Lap 2: The healthy machine does re-crawl the Shard data of the machine that lost the connection, but the current time does not reach 5 minutes (The Shard that the lost connected machine obtains is 0-4);

Figure 3:5 minutes to the healthy machine to get all the shards;

Failover Performance has an impact on the premise is to open the monitor-execution, this monitoring is the key to the performance degradation. Failover=true, Monitor-execution=false, failover will not take effect.

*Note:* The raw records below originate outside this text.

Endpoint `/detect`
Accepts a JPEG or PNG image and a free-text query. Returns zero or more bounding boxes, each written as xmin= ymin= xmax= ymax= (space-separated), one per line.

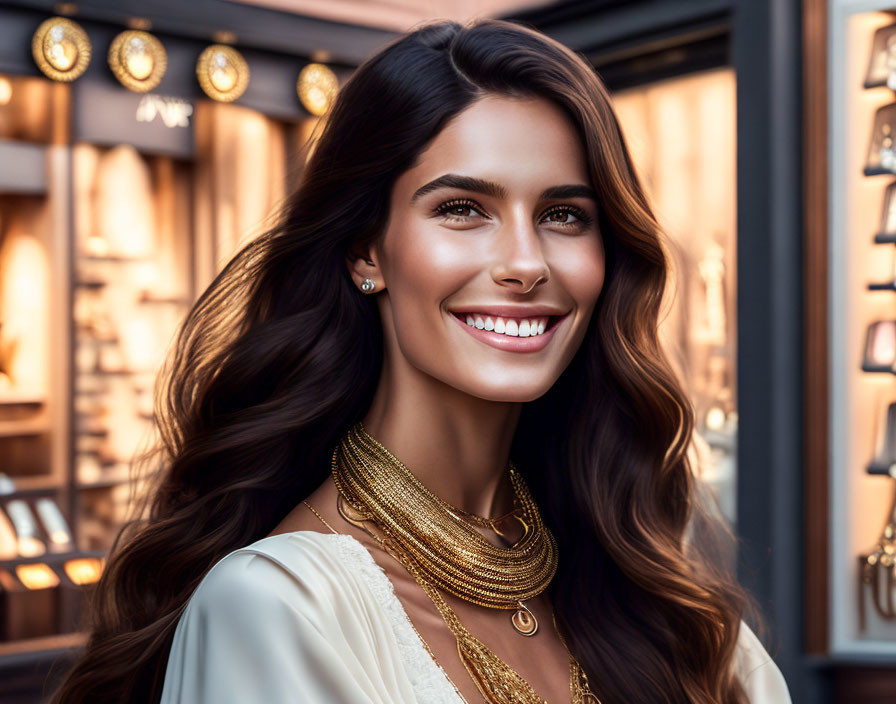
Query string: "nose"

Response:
xmin=492 ymin=217 xmax=550 ymax=293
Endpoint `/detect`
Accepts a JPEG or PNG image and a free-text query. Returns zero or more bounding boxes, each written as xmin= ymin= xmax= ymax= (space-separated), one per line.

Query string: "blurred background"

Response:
xmin=0 ymin=0 xmax=884 ymax=704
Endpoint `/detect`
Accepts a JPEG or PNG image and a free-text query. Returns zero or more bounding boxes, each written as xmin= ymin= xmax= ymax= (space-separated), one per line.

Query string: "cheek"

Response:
xmin=385 ymin=226 xmax=477 ymax=308
xmin=551 ymin=235 xmax=606 ymax=312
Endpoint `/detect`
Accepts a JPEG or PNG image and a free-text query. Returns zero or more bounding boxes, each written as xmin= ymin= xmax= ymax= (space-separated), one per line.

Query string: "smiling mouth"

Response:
xmin=450 ymin=311 xmax=569 ymax=337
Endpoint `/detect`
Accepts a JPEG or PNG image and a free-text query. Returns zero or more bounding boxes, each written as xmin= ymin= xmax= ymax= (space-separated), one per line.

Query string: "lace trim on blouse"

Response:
xmin=329 ymin=533 xmax=464 ymax=704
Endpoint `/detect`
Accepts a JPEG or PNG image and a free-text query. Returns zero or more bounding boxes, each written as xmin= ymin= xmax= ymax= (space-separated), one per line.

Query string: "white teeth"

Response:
xmin=465 ymin=314 xmax=548 ymax=337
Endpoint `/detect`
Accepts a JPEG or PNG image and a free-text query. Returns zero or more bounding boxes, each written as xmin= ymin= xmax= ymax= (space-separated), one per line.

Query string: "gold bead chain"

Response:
xmin=331 ymin=422 xmax=600 ymax=704
xmin=332 ymin=423 xmax=557 ymax=609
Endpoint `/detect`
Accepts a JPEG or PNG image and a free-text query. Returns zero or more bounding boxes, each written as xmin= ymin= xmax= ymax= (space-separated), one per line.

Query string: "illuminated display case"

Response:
xmin=613 ymin=67 xmax=738 ymax=536
xmin=0 ymin=75 xmax=93 ymax=654
xmin=0 ymin=15 xmax=330 ymax=688
xmin=828 ymin=0 xmax=896 ymax=661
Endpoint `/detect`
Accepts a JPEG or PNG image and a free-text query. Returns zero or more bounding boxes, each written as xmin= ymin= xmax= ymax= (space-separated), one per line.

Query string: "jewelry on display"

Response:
xmin=331 ymin=422 xmax=600 ymax=704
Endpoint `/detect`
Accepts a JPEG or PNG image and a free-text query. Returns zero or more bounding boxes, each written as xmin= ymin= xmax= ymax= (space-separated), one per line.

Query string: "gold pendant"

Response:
xmin=510 ymin=601 xmax=538 ymax=636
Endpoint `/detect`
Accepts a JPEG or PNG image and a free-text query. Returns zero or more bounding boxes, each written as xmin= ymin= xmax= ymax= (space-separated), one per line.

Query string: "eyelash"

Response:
xmin=433 ymin=199 xmax=594 ymax=228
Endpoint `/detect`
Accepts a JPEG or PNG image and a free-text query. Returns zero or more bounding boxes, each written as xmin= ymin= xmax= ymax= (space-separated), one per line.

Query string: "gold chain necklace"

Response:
xmin=332 ymin=422 xmax=600 ymax=704
xmin=332 ymin=422 xmax=557 ymax=624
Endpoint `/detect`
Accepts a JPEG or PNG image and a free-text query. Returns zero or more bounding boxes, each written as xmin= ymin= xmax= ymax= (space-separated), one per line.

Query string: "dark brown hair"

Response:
xmin=52 ymin=20 xmax=746 ymax=704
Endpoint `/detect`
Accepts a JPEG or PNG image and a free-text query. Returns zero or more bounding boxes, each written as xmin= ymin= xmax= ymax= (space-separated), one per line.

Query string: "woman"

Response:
xmin=54 ymin=20 xmax=789 ymax=704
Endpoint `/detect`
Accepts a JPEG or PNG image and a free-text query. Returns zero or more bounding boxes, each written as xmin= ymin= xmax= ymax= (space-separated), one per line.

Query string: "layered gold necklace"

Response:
xmin=331 ymin=422 xmax=600 ymax=704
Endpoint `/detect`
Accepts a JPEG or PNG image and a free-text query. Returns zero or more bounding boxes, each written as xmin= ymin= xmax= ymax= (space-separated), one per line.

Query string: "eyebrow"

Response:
xmin=411 ymin=174 xmax=598 ymax=203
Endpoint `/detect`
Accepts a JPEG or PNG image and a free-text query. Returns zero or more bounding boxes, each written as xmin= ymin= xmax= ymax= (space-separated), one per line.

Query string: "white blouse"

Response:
xmin=161 ymin=531 xmax=791 ymax=704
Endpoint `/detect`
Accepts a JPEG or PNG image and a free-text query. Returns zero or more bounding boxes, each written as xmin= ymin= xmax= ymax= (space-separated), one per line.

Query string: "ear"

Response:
xmin=345 ymin=245 xmax=386 ymax=292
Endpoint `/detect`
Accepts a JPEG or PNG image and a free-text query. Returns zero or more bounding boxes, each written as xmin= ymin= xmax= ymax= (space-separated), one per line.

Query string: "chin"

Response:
xmin=461 ymin=380 xmax=553 ymax=403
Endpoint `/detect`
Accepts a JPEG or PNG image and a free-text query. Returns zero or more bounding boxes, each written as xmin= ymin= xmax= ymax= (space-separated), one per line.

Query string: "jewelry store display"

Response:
xmin=865 ymin=103 xmax=896 ymax=176
xmin=331 ymin=422 xmax=600 ymax=704
xmin=858 ymin=17 xmax=896 ymax=631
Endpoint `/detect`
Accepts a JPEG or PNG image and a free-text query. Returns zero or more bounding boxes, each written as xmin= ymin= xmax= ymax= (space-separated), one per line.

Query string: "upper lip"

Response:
xmin=450 ymin=304 xmax=569 ymax=318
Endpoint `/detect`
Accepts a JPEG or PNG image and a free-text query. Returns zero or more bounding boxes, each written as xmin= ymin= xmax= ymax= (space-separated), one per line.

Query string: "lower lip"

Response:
xmin=449 ymin=313 xmax=569 ymax=352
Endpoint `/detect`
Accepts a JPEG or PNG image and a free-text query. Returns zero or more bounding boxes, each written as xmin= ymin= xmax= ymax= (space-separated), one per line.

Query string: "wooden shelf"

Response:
xmin=0 ymin=393 xmax=47 ymax=406
xmin=0 ymin=550 xmax=108 ymax=569
xmin=0 ymin=632 xmax=87 ymax=658
xmin=0 ymin=418 xmax=50 ymax=438
xmin=0 ymin=475 xmax=64 ymax=499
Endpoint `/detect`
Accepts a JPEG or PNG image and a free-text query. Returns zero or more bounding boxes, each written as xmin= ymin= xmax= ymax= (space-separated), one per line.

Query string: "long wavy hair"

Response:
xmin=51 ymin=19 xmax=749 ymax=704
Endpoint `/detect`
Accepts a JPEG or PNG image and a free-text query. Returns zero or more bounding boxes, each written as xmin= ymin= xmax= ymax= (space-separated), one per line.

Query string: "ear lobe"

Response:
xmin=345 ymin=250 xmax=381 ymax=288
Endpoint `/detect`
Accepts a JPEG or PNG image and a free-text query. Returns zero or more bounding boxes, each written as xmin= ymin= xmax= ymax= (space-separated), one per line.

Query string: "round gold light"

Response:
xmin=31 ymin=17 xmax=91 ymax=81
xmin=109 ymin=29 xmax=168 ymax=93
xmin=196 ymin=44 xmax=249 ymax=103
xmin=296 ymin=64 xmax=339 ymax=116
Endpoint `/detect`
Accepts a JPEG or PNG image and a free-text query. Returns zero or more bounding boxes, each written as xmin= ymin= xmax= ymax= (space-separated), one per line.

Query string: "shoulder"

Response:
xmin=161 ymin=532 xmax=411 ymax=704
xmin=188 ymin=531 xmax=362 ymax=617
xmin=734 ymin=621 xmax=791 ymax=704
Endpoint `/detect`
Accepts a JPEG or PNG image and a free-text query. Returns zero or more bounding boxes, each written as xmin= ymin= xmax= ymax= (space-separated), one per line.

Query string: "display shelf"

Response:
xmin=0 ymin=393 xmax=47 ymax=406
xmin=827 ymin=0 xmax=896 ymax=662
xmin=0 ymin=418 xmax=51 ymax=438
xmin=0 ymin=633 xmax=87 ymax=658
xmin=0 ymin=550 xmax=106 ymax=569
xmin=0 ymin=475 xmax=65 ymax=499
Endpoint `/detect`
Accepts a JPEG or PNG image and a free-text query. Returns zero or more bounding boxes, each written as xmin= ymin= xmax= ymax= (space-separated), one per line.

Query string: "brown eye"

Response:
xmin=435 ymin=200 xmax=483 ymax=220
xmin=545 ymin=206 xmax=592 ymax=228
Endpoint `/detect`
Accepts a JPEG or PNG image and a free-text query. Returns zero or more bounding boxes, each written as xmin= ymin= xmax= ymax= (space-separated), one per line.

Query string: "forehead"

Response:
xmin=396 ymin=95 xmax=589 ymax=194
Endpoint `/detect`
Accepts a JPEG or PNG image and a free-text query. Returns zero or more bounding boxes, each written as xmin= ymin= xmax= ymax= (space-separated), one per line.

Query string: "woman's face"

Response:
xmin=354 ymin=95 xmax=604 ymax=401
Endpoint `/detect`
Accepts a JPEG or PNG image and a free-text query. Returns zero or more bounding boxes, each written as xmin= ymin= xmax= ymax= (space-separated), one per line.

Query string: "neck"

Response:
xmin=362 ymin=360 xmax=522 ymax=517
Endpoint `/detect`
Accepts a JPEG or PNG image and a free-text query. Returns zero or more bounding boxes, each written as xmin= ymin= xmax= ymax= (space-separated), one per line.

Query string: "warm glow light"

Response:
xmin=296 ymin=64 xmax=339 ymax=116
xmin=84 ymin=235 xmax=109 ymax=257
xmin=31 ymin=17 xmax=91 ymax=81
xmin=63 ymin=557 xmax=103 ymax=586
xmin=706 ymin=406 xmax=725 ymax=430
xmin=869 ymin=320 xmax=896 ymax=366
xmin=0 ymin=234 xmax=51 ymax=393
xmin=0 ymin=76 xmax=12 ymax=105
xmin=196 ymin=44 xmax=249 ymax=103
xmin=109 ymin=29 xmax=168 ymax=93
xmin=16 ymin=562 xmax=59 ymax=589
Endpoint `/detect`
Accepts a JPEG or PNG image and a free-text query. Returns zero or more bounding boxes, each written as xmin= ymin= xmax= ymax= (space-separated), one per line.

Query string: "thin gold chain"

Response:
xmin=331 ymin=423 xmax=600 ymax=704
xmin=331 ymin=423 xmax=557 ymax=610
xmin=302 ymin=501 xmax=469 ymax=704
xmin=302 ymin=501 xmax=339 ymax=535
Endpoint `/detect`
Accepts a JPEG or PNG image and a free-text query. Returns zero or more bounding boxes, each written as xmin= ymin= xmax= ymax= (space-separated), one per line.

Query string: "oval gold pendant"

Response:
xmin=510 ymin=602 xmax=538 ymax=636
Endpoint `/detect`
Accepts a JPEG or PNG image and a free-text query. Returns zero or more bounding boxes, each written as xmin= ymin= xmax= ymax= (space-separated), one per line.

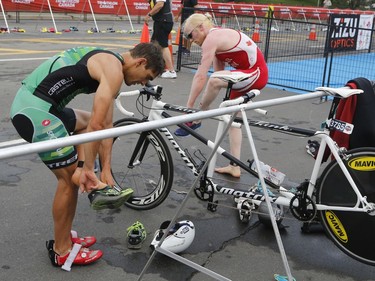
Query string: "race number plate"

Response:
xmin=328 ymin=119 xmax=354 ymax=135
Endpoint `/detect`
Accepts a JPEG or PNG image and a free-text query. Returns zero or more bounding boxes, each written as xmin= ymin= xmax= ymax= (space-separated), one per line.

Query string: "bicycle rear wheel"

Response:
xmin=111 ymin=118 xmax=173 ymax=210
xmin=317 ymin=148 xmax=375 ymax=265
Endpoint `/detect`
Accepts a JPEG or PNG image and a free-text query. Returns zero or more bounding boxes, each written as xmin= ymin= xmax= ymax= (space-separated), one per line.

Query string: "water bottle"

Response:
xmin=250 ymin=160 xmax=285 ymax=185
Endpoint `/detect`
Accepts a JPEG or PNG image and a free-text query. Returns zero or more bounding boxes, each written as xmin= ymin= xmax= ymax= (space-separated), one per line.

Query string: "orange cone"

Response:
xmin=174 ymin=27 xmax=181 ymax=45
xmin=141 ymin=23 xmax=150 ymax=43
xmin=307 ymin=24 xmax=318 ymax=41
xmin=251 ymin=19 xmax=262 ymax=43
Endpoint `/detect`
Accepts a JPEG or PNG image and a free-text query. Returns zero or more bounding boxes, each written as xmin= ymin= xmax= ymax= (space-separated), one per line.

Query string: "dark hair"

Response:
xmin=129 ymin=43 xmax=165 ymax=75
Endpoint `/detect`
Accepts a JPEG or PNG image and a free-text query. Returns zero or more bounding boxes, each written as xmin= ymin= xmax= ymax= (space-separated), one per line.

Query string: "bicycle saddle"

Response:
xmin=211 ymin=72 xmax=253 ymax=83
xmin=315 ymin=87 xmax=363 ymax=98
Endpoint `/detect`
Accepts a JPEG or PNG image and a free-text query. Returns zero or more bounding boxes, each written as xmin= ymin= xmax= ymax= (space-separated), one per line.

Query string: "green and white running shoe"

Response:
xmin=88 ymin=186 xmax=133 ymax=210
xmin=126 ymin=221 xmax=147 ymax=249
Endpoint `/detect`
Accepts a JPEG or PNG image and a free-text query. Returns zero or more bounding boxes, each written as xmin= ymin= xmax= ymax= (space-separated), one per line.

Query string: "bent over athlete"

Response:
xmin=175 ymin=14 xmax=268 ymax=177
xmin=10 ymin=43 xmax=164 ymax=268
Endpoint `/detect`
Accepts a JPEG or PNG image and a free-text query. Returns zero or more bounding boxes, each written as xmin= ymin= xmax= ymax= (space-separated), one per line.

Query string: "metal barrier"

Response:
xmin=176 ymin=9 xmax=375 ymax=92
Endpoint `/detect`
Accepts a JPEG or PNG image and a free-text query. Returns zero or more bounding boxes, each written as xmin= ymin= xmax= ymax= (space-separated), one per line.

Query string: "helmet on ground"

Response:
xmin=150 ymin=220 xmax=195 ymax=253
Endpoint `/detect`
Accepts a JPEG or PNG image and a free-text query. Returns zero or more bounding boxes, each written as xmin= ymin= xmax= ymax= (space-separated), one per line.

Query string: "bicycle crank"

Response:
xmin=289 ymin=181 xmax=317 ymax=221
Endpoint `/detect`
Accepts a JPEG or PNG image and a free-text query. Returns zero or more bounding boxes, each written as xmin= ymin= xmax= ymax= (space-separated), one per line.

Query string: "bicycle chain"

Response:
xmin=289 ymin=181 xmax=317 ymax=221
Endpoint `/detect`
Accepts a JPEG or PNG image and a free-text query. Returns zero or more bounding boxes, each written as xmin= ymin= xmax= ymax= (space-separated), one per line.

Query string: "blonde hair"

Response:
xmin=183 ymin=13 xmax=213 ymax=32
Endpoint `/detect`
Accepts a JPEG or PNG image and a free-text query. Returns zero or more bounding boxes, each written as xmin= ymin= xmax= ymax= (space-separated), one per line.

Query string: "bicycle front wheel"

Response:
xmin=111 ymin=118 xmax=173 ymax=210
xmin=317 ymin=148 xmax=375 ymax=265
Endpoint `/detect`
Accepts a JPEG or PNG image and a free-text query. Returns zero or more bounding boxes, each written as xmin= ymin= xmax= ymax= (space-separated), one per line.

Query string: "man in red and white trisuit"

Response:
xmin=175 ymin=14 xmax=268 ymax=177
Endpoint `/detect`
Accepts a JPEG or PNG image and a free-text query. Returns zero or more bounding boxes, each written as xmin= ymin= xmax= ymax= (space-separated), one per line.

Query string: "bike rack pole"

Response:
xmin=241 ymin=109 xmax=294 ymax=280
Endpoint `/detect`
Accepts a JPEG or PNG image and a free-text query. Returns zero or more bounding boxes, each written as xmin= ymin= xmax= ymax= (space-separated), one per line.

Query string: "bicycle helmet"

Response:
xmin=150 ymin=220 xmax=195 ymax=254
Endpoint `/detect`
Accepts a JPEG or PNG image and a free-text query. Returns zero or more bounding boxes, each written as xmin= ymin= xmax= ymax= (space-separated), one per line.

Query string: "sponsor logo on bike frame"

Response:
xmin=325 ymin=211 xmax=349 ymax=243
xmin=348 ymin=156 xmax=375 ymax=172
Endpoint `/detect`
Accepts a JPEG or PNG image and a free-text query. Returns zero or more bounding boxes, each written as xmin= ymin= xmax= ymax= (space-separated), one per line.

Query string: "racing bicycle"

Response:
xmin=112 ymin=74 xmax=375 ymax=265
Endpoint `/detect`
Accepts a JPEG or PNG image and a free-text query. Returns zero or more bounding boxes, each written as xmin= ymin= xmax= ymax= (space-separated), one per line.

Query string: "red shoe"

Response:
xmin=70 ymin=230 xmax=96 ymax=248
xmin=46 ymin=240 xmax=103 ymax=271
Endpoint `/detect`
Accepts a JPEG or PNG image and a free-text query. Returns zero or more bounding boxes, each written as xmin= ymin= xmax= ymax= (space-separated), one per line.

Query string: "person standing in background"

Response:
xmin=174 ymin=13 xmax=268 ymax=178
xmin=174 ymin=0 xmax=198 ymax=55
xmin=144 ymin=0 xmax=177 ymax=79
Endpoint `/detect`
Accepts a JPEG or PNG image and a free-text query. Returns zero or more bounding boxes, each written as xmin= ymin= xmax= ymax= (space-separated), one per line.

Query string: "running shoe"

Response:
xmin=46 ymin=240 xmax=103 ymax=267
xmin=174 ymin=122 xmax=202 ymax=137
xmin=70 ymin=230 xmax=96 ymax=248
xmin=126 ymin=221 xmax=147 ymax=249
xmin=88 ymin=185 xmax=133 ymax=210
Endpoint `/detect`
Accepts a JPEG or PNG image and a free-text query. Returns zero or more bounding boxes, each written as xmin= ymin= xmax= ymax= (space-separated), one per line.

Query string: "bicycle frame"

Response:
xmin=127 ymin=94 xmax=375 ymax=215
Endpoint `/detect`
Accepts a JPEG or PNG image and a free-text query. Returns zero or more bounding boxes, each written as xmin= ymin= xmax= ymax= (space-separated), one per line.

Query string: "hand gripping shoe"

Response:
xmin=46 ymin=240 xmax=103 ymax=271
xmin=88 ymin=185 xmax=133 ymax=210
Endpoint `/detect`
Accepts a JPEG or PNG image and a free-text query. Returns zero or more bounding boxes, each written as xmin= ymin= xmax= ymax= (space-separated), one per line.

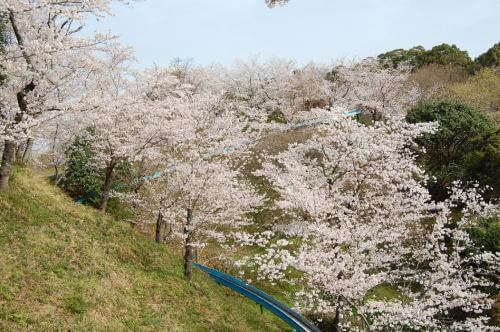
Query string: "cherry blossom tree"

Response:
xmin=0 ymin=0 xmax=117 ymax=190
xmin=138 ymin=93 xmax=262 ymax=279
xmin=366 ymin=182 xmax=500 ymax=331
xmin=76 ymin=44 xmax=182 ymax=210
xmin=240 ymin=110 xmax=498 ymax=330
xmin=328 ymin=58 xmax=421 ymax=121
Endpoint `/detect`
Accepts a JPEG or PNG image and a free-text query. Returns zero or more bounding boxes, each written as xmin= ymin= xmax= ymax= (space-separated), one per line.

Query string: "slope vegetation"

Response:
xmin=0 ymin=169 xmax=287 ymax=331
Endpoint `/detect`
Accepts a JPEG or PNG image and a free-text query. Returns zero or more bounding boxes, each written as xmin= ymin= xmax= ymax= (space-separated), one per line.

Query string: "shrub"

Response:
xmin=407 ymin=101 xmax=500 ymax=200
xmin=62 ymin=133 xmax=103 ymax=206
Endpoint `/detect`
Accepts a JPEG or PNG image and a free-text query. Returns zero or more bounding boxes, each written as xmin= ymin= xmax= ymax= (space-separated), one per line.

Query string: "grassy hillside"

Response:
xmin=0 ymin=170 xmax=286 ymax=331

The official early version of Monitor-execution is turned on by default, which is turned off by default in the 1.07 version we were using.

For this attribute, the official view is that short-term tasks are not recommended and will significantly affect performance. It is recommended to open for long execution cycles and business requirements. If the lost server, after the next re-shard, the original lost shards do not affect the business, can still not open.

That is, the turn-on will cause performance problems; Shut down, if any server is missing:

1, with ZK disconnected, with the other did not disconnect, the task is still normal operation, will not affect the business;

2, with ZK disconnected, and other also disconnected, this task is abnormal (database connection failure, etc.), will affect the business, need to process abnormal or post-mortem manual processing;

3, the root of ZK did not break, with the other disconnected, task shards will be normal, but the task of abnormal, will affect the business, the need for procedures to deal with abnormal or after the manual processing;

--------------------------------------------------------------------------------------------------------------- ---------------------------------------------------

The above questions for the actual development process encountered in the doubt, their own results in the local test, there is inevitably an ill-considered situation, there is a mistake welcome message discussion.

PS: Today saw the Xia Guan net, found that the official has launched Elastic-job-cloud! What is this stuff?! Looks very good very strong, later to look at, and strive to catch up with the footsteps of the open source great God,,,,

Some precautions to use with Elastic-job (Lite)

Contact Us

The content source of this page is from Internet, which doesn't represent Alibaba Cloud's opinion; products and services mentioned on that page don't have any relationship with Alibaba Cloud. If the content of the page makes you feel confusing, please write us an email, we will handle the problem within 5 days after receiving your email.

If you find any instances of plagiarism from the community, please send an email to: and provide relevant evidence. A staff member will contact you within 5 working days.

A Free Trial That Lets You Build Big!

Start building with 50+ products and up to 12 months usage for Elastic Compute Service

  • Sales Support

    1 on 1 presale consultation

  • After-Sales Support

    24/7 Technical Support 6 Free Tickets per Quarter Faster Response

  • Alibaba Cloud offers highly flexible support services tailored to meet your exact needs.